September 16, 2014

MapR Puts Apache Drill into Hadoop Distro

Alex Woodie

Organizations today demand tools that provide familiar SQL-based access to data stored on HDFS. Today, MapR Technologies gave its customers yet another SQL interface when it announced support for Apache Drill 0.5 in the new release of its commercial Hadoop distribution, MapR 4.0.1.

Apache Drill is an open source framework that delivers a full SQL-compliant interface that allows users to query unstructured data stored on HDFS for data discovery purposes. The project, which is backed by MapR and is an Apache incubator project, is based in large part on Google‘s Dremel and was designed to provide a low-latency, schema-on-read query capability against trillions of data points that range well into the multi-petabyte range.

According to the folks at MapR, Apache Drill lets analysts and developers explore unstructured data through good old SQL, without requiring the assistance of a DBA or somebody else to cleanse, transform, and package the data.

“This whole data exploration step is a gap,” says MapR chief marketing officer Jack Norris. “You have to go through IT to do the plumbing, the ETL, the processing. That structured approach works really well when you know what you’re looking for, when you understand the data and you want to organize it in such a fashion to support very rapid and in-depth analysis. What we’re talking about with big data is, even before you’re doing some of these heavy duty analytics and listening to what’s going on, you want to understand what’s there.”

That level of data exploration is not possible using other SQL-on-Hadoop products, all of which require data to be hammered into a schema before accessing, Norris says. “Every other [SQL] solution in a Hadoop environment is about fixed schemas,” he says. “It’s basically taking the design center we had in a relational database world and using that same design center in big data.
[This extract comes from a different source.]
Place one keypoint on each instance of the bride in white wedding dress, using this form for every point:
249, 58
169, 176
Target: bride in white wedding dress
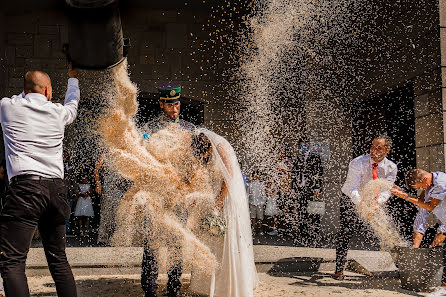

Apache Drill is unique in that it allows users to query unstructured data, namely JSON, without first flattening the data or hammering it into a fixed schema (although it will also work against structured data if you’ve already taken the effort to stratighten in out). This gives MapR customers powerful new tools to analyze clickstream data collected from the Web and other Internet of Things workloads, and will fit in with other SQL tools, like Hive, Impala, and Spark SQL, all of which MapR includes in its distribution.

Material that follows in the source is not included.